Im Konflikt mit Gewerkschaften und Kohle-Lobby um einen zusätzlichen Klimaschutz-Beitrag der Kraftwerksbetreiber erhält Wirtschaftsminister Sigmar Gabriel (SPD) jetzt direkte Unterstützung aus den deutschen Braunkohlerevieren. Rund 50 Kommunalpolitiker, Landtagsabgeordnete, Pfarrer und Vertreter lokaler Bürgerinitiativen fordern Bundeskanzlerin Angela Merkel (CDU) in einem Brief auf, sich hinter Gabriel zu stellen und gemeinsam mit ihm für eine spürbare Drosselung der Braunkohleverstromung zu kämpfen. Das Schreiben liegt der Berliner Zeitung vor.

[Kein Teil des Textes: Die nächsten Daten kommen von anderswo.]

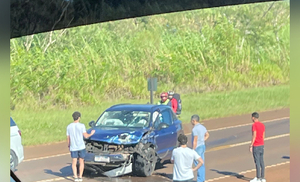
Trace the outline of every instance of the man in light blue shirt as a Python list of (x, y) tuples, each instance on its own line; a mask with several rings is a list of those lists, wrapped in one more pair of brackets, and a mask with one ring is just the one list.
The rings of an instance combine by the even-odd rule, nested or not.
[[(194, 171), (200, 168), (203, 160), (194, 150), (187, 147), (187, 137), (180, 134), (178, 137), (180, 147), (175, 148), (172, 152), (171, 162), (173, 167), (173, 181), (174, 182), (192, 182), (194, 179)], [(193, 161), (198, 161), (195, 168)]]
[[(79, 120), (81, 118), (81, 114), (79, 112), (74, 112), (72, 114), (72, 117), (74, 122), (69, 124), (67, 127), (68, 147), (71, 152), (72, 170), (74, 173), (75, 181), (82, 181), (84, 157), (86, 154), (83, 137), (91, 137), (95, 133), (95, 130), (92, 130), (91, 134), (87, 134), (85, 125), (79, 123)], [(79, 158), (79, 177), (77, 174), (77, 158)]]
[[(205, 141), (209, 137), (209, 133), (206, 128), (200, 124), (200, 117), (198, 115), (193, 115), (191, 117), (191, 123), (194, 126), (192, 130), (192, 148), (201, 156), (203, 161), (205, 153)], [(195, 165), (197, 165), (195, 161)], [(205, 181), (205, 165), (202, 165), (197, 171), (197, 182)]]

„Als Bewohner und Anlieger der Braunkohlereviere im Rheinland, der Lausitz und in Mitteldeutschland sind wir seit Jahrzehnten vom Abbau und der Verstromung der Braunkohle unmittelbar betroffen“, betonen die Autoren. Sie ergänzen: „Braunkohle ist für uns nicht nur mit erheblichen Schäden für Natur und Klima verbunden, ihre Förderung hat auch soziale und wirtschaftliche Dimensionen. Der Abbau zerstört unsere Dörfer, Kulturgüter, Ackerflächen, Infrastruktur und Traditionen.“ Die Unterzeichner fordern einen konkreten Fahrplan für den Braunkohleaussteig, der Strukturwandel in den Regionen müsse vorbereitet und schrittweise eingeleitet werden.

„Der von der Bundesregierung vorgeschlagene Klimaschutzbeitrag ist ein wichtiger, erster Schritt in diese Richtung und sollte nicht abgeschwächt werden“, heißt es in dem Brief. „Wer die allmähliche Drosselung der ältesten Kohlekraftwerke heute verhindert, nimmt in Kauf, dass der Kohleausstieg die Regionen und Arbeitnehmer zu einem späteren Zeitpunkt umso abrupter und härter trifft.“

100.000 Jobs in Gefahr - sagt Verdi

Mit ihrer Wortmeldung gehen die Braunkohle-Gegner auf größtmögliche Distanz zu den Gewerkschaften Verdi und IG BCE, zu den Stromkonzernen, diversen Landesregierungen sowie zu weiten Teilen von SPD und CDU. Wirtschaftsminister Gabriel steht seit geraumer Zeit unter erheblichem Druck dieser Kräfte, seine Pläne für einen zusätzlichen Klimabeitrag der Elektrizitätsbranche fallenzulassen. Kanzlerin Merkel hat in der Auseinandersetzung öffentlich noch keine Position bezogen, was Gabriel ihr sehr übel nimmt.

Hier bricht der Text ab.